Sustainability : Prosperity beyond profit: Nordic countries lead Sustainable Cities Index
Dutch global design and consultancy organization Arcadis currently released the 5th edition of its Sustainable Cities Index, which evaluates overall prosperity in 100 global cities. Led by the city of Oslo, the top 20 cities tend to be located in Europe and North America.
The Arcadis Sustainable Cities Index 2022 ranks cities on three pillars of sustainability: planet, people, and profit. Comprising 51 different metrics across 26 separate indicators, together the three pillars signal overall prosperity and reflect the many intertwined services and outcomes cities need to consider in pursuing their sustainability goals. The research also highlights various strengths and opportunities of specific cities, to simplify the complex factors that contribute to the urban experience.
While the top ten had the highest combined scores, no city ranked in the top ten across all three pillars of the report. This indicates that excellence in one category alone is not enough for long-term prosperity. As cities race to meet Paris Agreement commitments by 2030, placing equal value on all three pillars will yield the greatest results.
The global top 20 cities are:
- Oslo
- Stockholm
- Tokyo
- Copenhagen
- Berlin
- London
- Seattle
- Paris
- San Francisco
- Amsterdam
- Zurich
- Rotterdam
- Glasgow
- Los Angeles
- New York
- Frankfurt
- Vancouver
- Edinburgh
- Munich
- Washington D.C.
The 2022 edition of the Arcadis Sustainable Cities Index marks Arcadis’s 5th report since 2015 and takes a holistic view of sustainability to highlight the evolving challenges facing cities, in light of the climate emergency, rapid inflation and the cost-of-living crisis. Key data points when considering the cities’ overall ranking include environmental exposure to natural disasters, housing affordability and work-life balance.

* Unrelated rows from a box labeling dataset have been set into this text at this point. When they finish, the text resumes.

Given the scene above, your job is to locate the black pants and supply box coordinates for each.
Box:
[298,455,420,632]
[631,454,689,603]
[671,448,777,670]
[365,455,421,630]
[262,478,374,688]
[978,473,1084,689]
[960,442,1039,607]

“Rising costs have affected cities around the globe, and it’s important to note that many cities are already at a tipping point,” said Arcadis Global Cities Director, John Batten. “Our research found that many cities are quickly becoming, or already are, unaffordable. A profitable city alone is not sustainable if its citizens are being priced out.”
The report cautions cities against profitability that yields prohibitive cost-of-living increases without considering its larger needs. Exacerbated wealth gaps can increase income inequality, homelessness, and unemployment as seen in cities like San Francisco, Miami, and Sao Paulo. In contrast, those cities that reinvest their profit into social amenities and policies, and environmental actions that improve quality of life for citizens, including Stockholm, Tokyo and Amsterdam may find themselves on a more successful path toward long-term sustainability.